Именно в подростковом возрасте я впервые ощутила зов Франции, то подспудное влечение, которое все больше овладевало мной с течением времени. Почему Франция? Почему Париж? Меня всегда привлекал французский язык. Он казался мне более мягким, более чувственным, чем немецкий, испанский или итальянский. Я даже великолепно подражала французскому скунсу Пепе Ле Пью из «Looney Tunes»[16]. Но в глубине души я знала, что мое растущее стремление в Париж не имеет ничего общего с теми расхожими представлениями о нем, которые бытовали среди американцев, – как о городе романтическом, шикарном и секси. Для меня он был чем-то совсем иным.

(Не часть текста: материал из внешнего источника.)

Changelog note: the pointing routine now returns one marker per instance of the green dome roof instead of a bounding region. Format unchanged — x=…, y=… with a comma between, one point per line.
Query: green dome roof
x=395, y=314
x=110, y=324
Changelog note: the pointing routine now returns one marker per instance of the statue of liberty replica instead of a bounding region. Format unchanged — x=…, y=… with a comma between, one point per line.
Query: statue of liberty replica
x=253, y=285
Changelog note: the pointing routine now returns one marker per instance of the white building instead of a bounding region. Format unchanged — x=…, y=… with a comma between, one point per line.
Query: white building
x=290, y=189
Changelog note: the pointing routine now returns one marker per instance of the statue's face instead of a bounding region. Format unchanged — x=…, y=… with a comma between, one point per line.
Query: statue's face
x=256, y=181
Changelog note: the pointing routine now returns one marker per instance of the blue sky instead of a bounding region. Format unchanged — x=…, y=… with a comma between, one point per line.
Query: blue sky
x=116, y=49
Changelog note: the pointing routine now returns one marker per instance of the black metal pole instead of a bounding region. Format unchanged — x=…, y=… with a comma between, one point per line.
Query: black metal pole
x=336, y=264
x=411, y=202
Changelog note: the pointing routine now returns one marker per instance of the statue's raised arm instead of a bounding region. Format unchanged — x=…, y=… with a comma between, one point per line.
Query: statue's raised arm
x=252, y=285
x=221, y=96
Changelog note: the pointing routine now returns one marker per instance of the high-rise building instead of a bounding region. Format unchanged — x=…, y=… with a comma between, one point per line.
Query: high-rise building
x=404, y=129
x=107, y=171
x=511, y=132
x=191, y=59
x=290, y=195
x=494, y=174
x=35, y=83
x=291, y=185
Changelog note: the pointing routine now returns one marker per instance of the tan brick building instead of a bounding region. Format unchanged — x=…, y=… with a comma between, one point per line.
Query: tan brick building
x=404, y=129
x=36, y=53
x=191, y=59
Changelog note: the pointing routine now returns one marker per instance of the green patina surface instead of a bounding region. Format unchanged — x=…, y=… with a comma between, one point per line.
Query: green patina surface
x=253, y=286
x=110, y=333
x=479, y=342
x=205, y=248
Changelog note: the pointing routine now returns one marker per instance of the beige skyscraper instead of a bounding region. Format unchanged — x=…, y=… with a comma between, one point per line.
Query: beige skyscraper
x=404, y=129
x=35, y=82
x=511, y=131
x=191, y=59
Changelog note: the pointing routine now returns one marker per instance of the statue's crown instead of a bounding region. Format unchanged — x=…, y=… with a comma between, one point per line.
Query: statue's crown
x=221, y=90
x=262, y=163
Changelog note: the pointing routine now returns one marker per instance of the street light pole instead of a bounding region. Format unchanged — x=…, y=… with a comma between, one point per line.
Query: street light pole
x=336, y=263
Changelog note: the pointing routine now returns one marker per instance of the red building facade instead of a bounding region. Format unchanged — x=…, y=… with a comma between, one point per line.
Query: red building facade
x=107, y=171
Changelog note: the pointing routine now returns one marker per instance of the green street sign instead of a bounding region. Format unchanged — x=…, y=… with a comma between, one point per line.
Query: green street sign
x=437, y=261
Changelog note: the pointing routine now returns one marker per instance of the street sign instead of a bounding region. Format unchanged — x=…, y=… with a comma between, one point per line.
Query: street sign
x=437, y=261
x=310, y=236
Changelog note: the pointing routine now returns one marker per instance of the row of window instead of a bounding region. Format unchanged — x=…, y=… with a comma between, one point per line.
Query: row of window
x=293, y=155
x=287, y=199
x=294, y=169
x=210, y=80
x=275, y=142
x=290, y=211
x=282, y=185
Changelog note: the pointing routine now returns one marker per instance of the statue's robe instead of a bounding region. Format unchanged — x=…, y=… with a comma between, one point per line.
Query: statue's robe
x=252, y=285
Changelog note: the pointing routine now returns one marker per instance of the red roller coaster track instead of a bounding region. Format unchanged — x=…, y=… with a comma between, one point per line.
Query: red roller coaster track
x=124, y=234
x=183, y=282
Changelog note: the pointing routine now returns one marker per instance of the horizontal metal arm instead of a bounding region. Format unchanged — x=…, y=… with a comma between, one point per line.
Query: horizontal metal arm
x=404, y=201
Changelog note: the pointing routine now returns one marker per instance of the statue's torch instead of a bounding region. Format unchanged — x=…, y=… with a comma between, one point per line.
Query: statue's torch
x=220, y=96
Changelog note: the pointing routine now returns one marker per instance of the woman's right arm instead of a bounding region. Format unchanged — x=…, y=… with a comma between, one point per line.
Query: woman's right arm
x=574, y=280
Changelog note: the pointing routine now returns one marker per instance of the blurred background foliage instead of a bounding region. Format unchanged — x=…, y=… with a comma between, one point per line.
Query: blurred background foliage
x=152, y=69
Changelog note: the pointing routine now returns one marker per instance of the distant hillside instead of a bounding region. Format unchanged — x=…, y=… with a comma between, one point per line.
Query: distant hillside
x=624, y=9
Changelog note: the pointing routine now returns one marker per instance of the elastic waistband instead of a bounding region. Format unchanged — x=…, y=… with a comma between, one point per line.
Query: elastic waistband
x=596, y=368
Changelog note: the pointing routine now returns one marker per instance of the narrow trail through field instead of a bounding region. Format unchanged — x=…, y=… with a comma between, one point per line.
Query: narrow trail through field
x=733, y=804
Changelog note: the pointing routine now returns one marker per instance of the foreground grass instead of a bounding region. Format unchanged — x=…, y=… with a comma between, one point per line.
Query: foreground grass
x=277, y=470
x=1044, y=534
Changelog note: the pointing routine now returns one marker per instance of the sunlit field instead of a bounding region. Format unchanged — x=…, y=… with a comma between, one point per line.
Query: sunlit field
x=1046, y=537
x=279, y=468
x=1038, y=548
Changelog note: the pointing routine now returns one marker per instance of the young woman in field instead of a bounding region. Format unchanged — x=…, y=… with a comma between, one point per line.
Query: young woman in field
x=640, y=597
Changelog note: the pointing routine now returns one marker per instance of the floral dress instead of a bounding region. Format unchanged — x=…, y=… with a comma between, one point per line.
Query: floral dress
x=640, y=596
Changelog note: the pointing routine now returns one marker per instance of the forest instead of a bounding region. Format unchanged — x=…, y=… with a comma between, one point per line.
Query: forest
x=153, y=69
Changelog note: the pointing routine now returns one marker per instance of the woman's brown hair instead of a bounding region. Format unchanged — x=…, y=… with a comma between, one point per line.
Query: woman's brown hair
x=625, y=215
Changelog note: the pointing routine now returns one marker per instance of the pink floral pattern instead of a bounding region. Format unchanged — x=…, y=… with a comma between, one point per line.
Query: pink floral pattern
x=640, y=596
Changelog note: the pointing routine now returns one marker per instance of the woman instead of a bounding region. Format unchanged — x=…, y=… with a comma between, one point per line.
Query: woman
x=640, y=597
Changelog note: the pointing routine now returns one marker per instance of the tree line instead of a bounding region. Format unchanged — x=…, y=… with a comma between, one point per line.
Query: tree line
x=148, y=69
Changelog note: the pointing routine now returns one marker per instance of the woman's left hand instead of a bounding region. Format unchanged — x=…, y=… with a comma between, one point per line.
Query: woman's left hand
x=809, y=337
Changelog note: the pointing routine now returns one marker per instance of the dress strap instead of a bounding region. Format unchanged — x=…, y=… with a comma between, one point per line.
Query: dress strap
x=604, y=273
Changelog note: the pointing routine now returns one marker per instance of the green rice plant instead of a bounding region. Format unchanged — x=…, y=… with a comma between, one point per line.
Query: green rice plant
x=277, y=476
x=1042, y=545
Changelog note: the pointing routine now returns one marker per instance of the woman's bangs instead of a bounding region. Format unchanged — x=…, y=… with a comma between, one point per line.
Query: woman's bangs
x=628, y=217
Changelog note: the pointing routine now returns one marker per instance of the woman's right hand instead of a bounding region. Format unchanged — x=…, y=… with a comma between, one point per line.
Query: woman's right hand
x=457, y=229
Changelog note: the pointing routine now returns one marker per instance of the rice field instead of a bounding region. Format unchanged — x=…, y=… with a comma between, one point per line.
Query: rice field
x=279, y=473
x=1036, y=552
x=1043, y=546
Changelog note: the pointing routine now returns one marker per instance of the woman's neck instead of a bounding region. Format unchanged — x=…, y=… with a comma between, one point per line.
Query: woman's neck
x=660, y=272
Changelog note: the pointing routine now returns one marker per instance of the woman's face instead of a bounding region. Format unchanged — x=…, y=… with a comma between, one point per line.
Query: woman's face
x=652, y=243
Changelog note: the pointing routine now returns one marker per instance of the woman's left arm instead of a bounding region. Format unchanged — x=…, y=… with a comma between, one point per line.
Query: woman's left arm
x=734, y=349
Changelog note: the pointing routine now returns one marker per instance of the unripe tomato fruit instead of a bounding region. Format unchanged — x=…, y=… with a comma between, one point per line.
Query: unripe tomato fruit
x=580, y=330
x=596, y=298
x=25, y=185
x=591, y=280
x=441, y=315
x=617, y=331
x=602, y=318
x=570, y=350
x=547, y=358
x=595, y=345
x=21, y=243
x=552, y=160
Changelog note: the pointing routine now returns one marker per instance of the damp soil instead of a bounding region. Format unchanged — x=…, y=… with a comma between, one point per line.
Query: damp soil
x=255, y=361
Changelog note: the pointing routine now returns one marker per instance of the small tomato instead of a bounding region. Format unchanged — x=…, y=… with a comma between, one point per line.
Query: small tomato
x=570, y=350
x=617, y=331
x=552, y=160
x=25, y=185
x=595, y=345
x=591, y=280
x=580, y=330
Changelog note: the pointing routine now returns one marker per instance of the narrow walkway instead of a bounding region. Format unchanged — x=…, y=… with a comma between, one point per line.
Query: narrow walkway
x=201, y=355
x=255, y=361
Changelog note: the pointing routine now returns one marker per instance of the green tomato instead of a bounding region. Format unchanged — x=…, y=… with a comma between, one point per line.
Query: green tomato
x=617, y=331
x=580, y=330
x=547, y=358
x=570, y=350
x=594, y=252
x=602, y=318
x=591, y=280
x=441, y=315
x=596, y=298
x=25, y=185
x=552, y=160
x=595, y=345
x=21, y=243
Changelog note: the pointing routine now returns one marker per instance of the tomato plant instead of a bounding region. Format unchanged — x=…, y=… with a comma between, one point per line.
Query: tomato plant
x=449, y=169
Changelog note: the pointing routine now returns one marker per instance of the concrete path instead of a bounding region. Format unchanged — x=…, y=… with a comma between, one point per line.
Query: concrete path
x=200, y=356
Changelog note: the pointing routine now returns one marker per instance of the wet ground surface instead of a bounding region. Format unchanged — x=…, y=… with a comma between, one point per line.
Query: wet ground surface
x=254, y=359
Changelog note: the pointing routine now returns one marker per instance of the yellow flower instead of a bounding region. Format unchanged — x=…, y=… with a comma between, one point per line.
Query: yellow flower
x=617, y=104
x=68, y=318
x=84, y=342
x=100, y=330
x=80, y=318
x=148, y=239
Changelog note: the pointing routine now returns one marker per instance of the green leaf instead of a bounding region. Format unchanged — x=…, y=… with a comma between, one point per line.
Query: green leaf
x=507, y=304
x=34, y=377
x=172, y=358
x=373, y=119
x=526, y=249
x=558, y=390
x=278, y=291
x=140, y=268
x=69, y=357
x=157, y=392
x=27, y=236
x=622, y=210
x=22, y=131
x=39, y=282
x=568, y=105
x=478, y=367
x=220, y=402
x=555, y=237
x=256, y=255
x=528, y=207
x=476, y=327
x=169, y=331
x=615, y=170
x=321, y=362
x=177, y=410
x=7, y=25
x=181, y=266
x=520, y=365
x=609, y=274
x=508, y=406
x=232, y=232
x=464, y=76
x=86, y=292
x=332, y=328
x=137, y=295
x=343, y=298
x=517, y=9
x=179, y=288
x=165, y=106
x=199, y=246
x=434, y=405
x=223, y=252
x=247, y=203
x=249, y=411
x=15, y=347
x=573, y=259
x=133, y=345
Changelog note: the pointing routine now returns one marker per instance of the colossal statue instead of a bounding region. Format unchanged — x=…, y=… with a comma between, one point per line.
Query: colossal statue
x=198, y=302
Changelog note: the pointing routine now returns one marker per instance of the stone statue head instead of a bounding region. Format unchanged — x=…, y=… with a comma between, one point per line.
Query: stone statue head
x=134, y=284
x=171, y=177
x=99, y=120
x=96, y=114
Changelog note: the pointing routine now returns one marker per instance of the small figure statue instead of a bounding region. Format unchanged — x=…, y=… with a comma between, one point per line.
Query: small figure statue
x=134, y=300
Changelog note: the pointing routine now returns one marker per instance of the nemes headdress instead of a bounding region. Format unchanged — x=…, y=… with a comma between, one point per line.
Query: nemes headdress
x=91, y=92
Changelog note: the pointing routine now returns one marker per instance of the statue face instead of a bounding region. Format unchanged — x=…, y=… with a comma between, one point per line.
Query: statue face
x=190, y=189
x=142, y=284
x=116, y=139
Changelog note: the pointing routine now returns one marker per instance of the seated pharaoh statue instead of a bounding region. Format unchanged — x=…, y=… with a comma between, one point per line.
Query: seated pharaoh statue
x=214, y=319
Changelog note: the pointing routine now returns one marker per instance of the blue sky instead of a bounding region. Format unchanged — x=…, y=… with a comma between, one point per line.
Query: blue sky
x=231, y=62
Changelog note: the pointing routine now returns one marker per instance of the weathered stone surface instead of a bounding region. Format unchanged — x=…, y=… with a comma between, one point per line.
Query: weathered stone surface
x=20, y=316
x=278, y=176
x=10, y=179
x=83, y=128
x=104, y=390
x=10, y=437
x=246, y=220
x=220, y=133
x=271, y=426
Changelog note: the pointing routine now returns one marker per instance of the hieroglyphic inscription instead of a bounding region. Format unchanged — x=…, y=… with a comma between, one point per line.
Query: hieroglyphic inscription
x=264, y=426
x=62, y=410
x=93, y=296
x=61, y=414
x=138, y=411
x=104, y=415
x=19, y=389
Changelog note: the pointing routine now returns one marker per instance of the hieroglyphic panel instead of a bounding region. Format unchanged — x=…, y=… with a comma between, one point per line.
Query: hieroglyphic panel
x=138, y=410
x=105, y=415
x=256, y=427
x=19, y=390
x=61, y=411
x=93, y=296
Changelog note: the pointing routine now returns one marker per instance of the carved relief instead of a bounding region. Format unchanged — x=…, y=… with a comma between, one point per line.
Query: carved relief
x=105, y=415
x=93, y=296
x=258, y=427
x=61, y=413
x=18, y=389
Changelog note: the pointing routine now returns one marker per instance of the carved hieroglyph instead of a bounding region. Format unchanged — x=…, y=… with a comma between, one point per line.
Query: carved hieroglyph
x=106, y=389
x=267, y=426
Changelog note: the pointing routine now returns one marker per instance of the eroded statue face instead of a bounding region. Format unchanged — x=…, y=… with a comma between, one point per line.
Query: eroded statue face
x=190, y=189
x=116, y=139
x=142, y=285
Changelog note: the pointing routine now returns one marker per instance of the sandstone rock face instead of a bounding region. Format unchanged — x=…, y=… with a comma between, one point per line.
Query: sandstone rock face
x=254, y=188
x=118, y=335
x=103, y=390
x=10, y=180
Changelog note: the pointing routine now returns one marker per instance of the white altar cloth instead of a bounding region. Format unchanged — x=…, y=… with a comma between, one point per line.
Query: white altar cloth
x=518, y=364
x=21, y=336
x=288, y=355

Когда я впервые открыла для себя Париж, меня заворожили его контрасты. Грубые, простонародные кварталы значили для меня не меньше, чем внушительные здания и магистрали, несущие на себе отпечаток деятельности барона Османа[17]. Мне хотелось все знать о парадоксах, тайнах и сюрпризах этого города. Я потратила двадцать лет, пытаясь влиться в его мир, и мне это удалось. Я научилась примиряться с дурным настроением официантов и с грубостью таксистов. Научилась водить машину по площади Этуаль, не обращая внимания на ругань нервных водителей автобусов и – поначалу это шокировало еще больше – оскорбления от элегантных блондинок с цветными прядями, разъезжающих на роскошных черных «Купер-мини»[18]. Я научилась отвечать агрессивным консьержкам, надменным продавщицам, равнодушным телефонисткам и напыщенным медикам. Я узнала, до какой степени парижане считают себя выше всех остальных, в особенности всех прочих французских граждан, от Ниццы до Нанси, еще более пренебрежительно относясь к обитателям предместий Города Света[19]. Я узнала, что остальная Франция называет жителей столицы «парижанцы-засранцы» и не питает к ним теплых чувств. Никто не может любить Париж так, как настоящий парижанин. Никто не гордится своим городом так, как настоящий парижанин. Ему нет равных в этой почти презрительной спеси, такой мерзкой и такой неотразимой. Почему я так люблю Париж, спрашивала я себя? Может, потому, что я всегда знала, что никогда по-настоящему не стану его частью. Этот город оставался для меня закрытым, отсылая меня туда, откуда я явилась. Американка. И такой я останусь навсегда.